Quand nous nous sommes livrés à cet exercice avec nos agents des douanes, qui se prononçaient alors sur un accord de principe que nous avions conclu avec le Conseil du Trésor, les agents n'accomplissaient pas tous des tâches qui auraient été jugées essentielles dans l'éventualité d'un conflit de travail.

La sénatrice Eaton : Merci de votre explication.

Les agents des douanes n'ouvrent-ils pas les bagages afin de percevoir les droits de douane et de veiller à ce que les gens ne transportent pas de bombes ou d'articles indésirables?

Mme Benson : Comprenez-moi bien. Les agents des douanes assurent la sécurité à nos frontières. Il y a quelques semaines, je me suis entretenue avec M. Clement au sujet de l'importance des agents des douanes et du fait qu'une étude menée par le Conseil du Trésor qui les avait comparés aux agents de contrôle des aéroports manquait complètement de respect à leur endroit. Par conséquent, loin de moi la pensée de dire que le travail effectué par les agents des douanes n'est pas d'une importance vitale. Toutefois, la perception des droits de douane ne constitue pas leur responsabilité essentielle, si vous voulez aborder la question du point de vue de ce qui est jugé essentiel à la sûreté et à la sécurité du pays dans l'éventualité d'un conflit de travail.

La sénatrice Eaton : Je vais vous poser une autre question parce que je comprends la rage que vous éprouvez. Essentiellement, le ministre vous a retirés de l'équation et prend la décision. Or, j'oserais penser que les gens qui travaillent pour lui sont assez intelligents pour prendre le temps de s'entretenir avec vous. Je suppose que je suis optimiste. Je n'ose pas croire que quelqu'un ferait tout en son pouvoir pour se mettre à dos l'autre côté, tout à fait essentiel, de l'équation.

Cela dit, à mon avis, M. Clement tient probablement compte du fait que c'est lui qui est redevable aux électeurs, pas vous. Il assume donc cette responsabilité et, si jamais il y a des files d'attente à la frontière et que des gens entrent au pays parce que le travail des agents n'a pas été jugé comme étant un service essentiel, c'est lui s'attirera les foudres des Canadiens. N'est-ce pas vrai?

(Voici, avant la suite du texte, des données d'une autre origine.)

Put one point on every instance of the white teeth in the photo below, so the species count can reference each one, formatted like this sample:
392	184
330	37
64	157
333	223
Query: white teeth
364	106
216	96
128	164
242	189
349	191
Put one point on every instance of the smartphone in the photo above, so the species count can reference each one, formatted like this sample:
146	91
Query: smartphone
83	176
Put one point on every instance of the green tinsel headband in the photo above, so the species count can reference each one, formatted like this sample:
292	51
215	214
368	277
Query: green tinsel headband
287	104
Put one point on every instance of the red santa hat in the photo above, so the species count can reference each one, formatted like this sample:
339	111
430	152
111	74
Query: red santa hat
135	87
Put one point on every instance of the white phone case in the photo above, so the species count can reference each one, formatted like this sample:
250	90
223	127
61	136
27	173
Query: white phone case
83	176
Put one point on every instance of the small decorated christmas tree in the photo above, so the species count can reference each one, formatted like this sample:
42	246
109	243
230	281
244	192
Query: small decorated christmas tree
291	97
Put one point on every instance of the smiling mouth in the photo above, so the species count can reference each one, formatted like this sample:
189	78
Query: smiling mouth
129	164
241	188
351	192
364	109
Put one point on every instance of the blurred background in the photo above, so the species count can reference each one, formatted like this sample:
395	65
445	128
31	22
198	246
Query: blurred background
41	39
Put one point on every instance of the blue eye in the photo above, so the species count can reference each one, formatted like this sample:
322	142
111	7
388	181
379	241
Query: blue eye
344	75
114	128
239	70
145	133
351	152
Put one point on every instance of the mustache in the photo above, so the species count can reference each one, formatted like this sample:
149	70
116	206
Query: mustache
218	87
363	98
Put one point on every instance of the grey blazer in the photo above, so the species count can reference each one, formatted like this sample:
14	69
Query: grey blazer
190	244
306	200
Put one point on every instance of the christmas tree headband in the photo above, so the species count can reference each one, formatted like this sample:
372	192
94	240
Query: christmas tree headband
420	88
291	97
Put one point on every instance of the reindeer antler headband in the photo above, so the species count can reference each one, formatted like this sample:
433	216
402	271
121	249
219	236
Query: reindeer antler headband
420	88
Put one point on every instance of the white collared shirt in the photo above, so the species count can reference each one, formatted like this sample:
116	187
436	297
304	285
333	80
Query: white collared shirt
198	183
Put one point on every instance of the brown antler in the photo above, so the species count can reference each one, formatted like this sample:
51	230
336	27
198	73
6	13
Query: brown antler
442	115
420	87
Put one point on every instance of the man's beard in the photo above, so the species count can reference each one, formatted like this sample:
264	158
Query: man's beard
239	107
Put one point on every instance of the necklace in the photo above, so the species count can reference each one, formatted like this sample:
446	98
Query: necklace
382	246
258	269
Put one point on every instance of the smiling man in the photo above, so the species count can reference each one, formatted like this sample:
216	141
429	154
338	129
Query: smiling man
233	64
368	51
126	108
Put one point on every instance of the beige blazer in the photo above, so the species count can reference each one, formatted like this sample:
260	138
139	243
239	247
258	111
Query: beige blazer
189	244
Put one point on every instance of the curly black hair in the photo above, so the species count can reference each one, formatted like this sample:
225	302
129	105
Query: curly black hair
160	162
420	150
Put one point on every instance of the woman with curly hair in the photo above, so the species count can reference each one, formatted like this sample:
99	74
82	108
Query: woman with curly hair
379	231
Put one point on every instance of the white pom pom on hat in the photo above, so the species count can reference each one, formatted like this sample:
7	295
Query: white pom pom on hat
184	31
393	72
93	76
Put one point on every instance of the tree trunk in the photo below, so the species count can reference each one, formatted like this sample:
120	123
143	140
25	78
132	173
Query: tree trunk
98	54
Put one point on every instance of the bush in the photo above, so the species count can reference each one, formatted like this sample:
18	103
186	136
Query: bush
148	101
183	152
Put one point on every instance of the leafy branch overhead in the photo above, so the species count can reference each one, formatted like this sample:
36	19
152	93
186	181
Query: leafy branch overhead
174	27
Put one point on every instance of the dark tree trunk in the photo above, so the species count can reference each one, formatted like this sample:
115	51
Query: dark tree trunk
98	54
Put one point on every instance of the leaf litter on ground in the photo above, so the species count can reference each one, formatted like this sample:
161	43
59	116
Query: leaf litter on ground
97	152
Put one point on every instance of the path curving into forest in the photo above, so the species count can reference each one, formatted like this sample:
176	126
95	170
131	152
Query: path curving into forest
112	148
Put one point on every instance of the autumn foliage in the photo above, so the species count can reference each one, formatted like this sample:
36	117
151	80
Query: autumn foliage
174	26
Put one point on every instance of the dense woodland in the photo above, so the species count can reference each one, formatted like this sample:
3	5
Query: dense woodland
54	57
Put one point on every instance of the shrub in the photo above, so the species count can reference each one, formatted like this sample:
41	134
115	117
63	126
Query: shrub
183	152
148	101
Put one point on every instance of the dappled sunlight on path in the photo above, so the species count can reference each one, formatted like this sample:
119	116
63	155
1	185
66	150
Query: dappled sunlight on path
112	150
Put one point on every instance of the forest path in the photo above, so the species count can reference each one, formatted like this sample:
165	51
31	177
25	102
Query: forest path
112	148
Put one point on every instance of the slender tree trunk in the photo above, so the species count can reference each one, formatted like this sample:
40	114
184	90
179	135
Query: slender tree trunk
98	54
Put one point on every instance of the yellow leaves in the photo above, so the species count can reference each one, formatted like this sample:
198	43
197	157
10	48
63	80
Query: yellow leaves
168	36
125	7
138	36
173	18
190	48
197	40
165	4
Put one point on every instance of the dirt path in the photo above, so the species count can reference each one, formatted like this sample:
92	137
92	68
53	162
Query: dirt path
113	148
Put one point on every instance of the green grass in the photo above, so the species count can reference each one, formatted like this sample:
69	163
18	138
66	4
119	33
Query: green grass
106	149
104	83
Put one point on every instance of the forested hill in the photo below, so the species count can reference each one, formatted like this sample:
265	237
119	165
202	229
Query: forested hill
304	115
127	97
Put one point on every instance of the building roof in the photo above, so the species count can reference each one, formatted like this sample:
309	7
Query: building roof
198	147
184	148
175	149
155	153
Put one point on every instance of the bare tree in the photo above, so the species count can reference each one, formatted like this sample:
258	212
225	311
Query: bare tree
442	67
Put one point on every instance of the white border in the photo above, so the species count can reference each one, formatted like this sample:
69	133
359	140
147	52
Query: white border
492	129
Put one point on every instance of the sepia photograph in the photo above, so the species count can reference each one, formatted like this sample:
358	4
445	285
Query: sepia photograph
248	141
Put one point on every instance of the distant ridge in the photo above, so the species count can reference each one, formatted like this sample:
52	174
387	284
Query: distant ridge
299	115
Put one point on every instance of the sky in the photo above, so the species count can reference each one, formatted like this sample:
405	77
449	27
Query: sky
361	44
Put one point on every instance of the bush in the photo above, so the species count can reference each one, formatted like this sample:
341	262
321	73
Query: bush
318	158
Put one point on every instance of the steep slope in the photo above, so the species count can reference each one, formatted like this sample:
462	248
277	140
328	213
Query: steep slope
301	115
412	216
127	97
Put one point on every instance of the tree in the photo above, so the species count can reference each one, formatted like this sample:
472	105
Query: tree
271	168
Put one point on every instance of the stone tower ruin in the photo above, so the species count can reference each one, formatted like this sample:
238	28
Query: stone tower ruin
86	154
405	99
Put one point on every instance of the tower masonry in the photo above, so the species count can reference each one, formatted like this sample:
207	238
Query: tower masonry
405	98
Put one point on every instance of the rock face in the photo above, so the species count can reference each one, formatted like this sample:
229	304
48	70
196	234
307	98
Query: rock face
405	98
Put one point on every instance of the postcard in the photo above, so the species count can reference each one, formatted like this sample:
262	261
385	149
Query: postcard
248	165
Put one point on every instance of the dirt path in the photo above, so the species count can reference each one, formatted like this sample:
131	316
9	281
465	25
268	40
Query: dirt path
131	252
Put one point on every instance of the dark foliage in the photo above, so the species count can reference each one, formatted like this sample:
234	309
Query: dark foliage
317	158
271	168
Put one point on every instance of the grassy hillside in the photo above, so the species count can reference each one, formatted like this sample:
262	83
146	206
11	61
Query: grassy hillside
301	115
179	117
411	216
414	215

Mme Benson : Je comprends ce que vous dites. Vous avez mentionné que vous oseriez penser qu'ils prendraient le temps de s'entretenir avec nous. Eh bien, nous parlons ici aujourd'hui de changements radicaux qu'on propose d'apporter à la Loi sur les relations de travail dans la fonction publique sans que le gouvernement ne nous ait jamais consultés et sans même avoir jamais fait allusion au fait qu'il allait dans ce sens. Je ne lui fais donc pas autant confiance que vous.

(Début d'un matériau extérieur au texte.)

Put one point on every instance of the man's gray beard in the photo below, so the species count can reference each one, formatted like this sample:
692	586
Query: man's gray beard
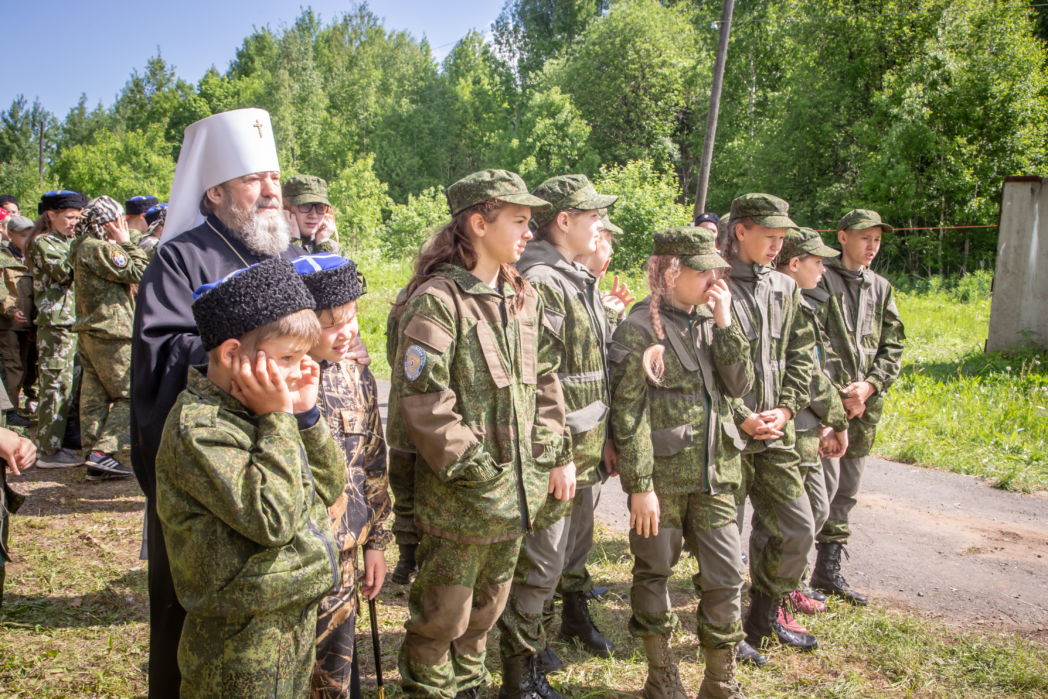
263	233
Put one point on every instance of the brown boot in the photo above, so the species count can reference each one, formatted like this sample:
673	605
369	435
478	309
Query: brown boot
663	679
720	681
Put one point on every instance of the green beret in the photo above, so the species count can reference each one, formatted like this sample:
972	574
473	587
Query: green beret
695	246
485	184
805	241
858	219
569	192
764	209
305	190
608	225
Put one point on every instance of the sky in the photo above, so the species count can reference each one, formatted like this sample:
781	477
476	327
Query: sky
92	46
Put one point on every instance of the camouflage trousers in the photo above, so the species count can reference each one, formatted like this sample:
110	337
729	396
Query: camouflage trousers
105	393
253	657
58	349
539	566
460	591
336	634
707	523
575	577
783	526
843	480
401	475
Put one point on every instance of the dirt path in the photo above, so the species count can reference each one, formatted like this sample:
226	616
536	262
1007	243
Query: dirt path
936	542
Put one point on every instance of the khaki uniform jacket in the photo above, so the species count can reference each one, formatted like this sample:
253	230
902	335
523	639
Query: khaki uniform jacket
865	329
667	433
243	500
766	306
476	398
580	330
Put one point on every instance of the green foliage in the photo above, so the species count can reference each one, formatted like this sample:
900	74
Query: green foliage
359	199
410	224
648	202
122	167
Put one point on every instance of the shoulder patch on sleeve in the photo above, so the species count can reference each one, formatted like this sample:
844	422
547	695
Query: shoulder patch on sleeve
617	352
553	321
414	362
427	331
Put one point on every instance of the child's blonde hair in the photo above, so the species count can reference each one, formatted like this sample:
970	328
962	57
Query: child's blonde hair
662	274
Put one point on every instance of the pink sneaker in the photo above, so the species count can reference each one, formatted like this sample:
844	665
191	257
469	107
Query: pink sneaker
788	621
805	605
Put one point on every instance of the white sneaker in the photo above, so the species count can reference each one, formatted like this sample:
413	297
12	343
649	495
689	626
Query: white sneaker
61	459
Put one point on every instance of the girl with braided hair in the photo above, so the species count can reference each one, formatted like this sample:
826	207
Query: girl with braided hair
678	362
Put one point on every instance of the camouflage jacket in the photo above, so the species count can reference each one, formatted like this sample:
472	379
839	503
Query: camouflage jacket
825	405
243	500
865	329
105	272
349	401
476	398
52	289
13	269
666	433
766	307
580	331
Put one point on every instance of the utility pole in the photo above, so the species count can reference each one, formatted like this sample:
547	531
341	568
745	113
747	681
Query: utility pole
707	143
41	151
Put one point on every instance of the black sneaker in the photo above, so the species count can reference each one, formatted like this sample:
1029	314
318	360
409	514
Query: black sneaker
105	467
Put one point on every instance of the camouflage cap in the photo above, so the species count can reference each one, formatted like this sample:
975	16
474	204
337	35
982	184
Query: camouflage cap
305	190
569	192
608	225
485	184
805	241
863	218
764	209
695	246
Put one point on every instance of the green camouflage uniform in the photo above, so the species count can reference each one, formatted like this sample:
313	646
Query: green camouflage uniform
52	287
766	305
476	398
309	190
105	313
678	439
825	406
349	401
866	332
580	334
243	500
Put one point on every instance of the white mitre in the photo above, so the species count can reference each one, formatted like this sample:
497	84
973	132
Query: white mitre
216	150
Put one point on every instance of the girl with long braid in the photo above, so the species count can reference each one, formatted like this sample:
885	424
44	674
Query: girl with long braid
677	361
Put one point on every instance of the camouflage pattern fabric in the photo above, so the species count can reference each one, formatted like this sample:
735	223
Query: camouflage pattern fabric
461	589
349	401
58	349
52	287
243	501
690	517
664	434
475	379
765	304
105	393
105	272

Mardi, M. Stroud, d'Unifor, a prononcé un exposé sur la Garde côtière, disant qu'il considère que beaucoup des membres de la GC — en fait presque tous — offrent des services essentiels. Pourtant, certains de ces postes ont été supprimés. Par conséquent, si ces postes ont été jugés essentiels, pourquoi le gouvernement — le Conseil du Trésor — les a-t-il supprimés? Dans quelle mesure ces postes sont-ils essentiels?

À notre avis, le gouvernement risque fort bien de conclure d'importantes ententes sur les services essentiels sans consultation préalable — tout comme ils l'ont fait dans le cas des présents changements — et de les insérer dans un projet de loi d'exécution du budget de manière à pouvoir les faire adopter à toute vapeur.

La sénatrice Eaton : Pour notre bien commun, j'espère que vous avez tort.

Mme Benson : Je l'espère également.

[Français]

La sénatrice Hervieux-Payette : Bienvenue mesdames, monsieur. Merci de votre présence aujourd'hui.

Dans l'Alliance de la Fonction publique du Canada, il y a un paragraphe sur la question des frais. On y lit qu'il y a des frais si on est un employé syndiqué alors que pour un employé non syndiqué, il n'y en a pas.

J'ai posé des questions à la partie patronale, et je n'ai pas eu de réponse qui me permettait d'évaluer la nature de ces frais. Vous connaissez probablement mieux que moi les frais encourus par l'employé qui doit recourir à l'arbitrage. Est- ce qu'on parle de centaines de dollars ou de milliers de dollars?

On dit que c'est le président qui va trancher et va envoyer la facture, mais dans votre cas, avez-vous fait une étude d'impact? Avez-vous une idée de ce que cela va coûter?

[Traduction]

Mme Bramwell : Nous commençons à évaluer quels seraient les coûts associés au nouveau projet de loi. Peut-être qu'il serait bon de placer les choses dans leur contexte en expliquant comment le système fonctionne.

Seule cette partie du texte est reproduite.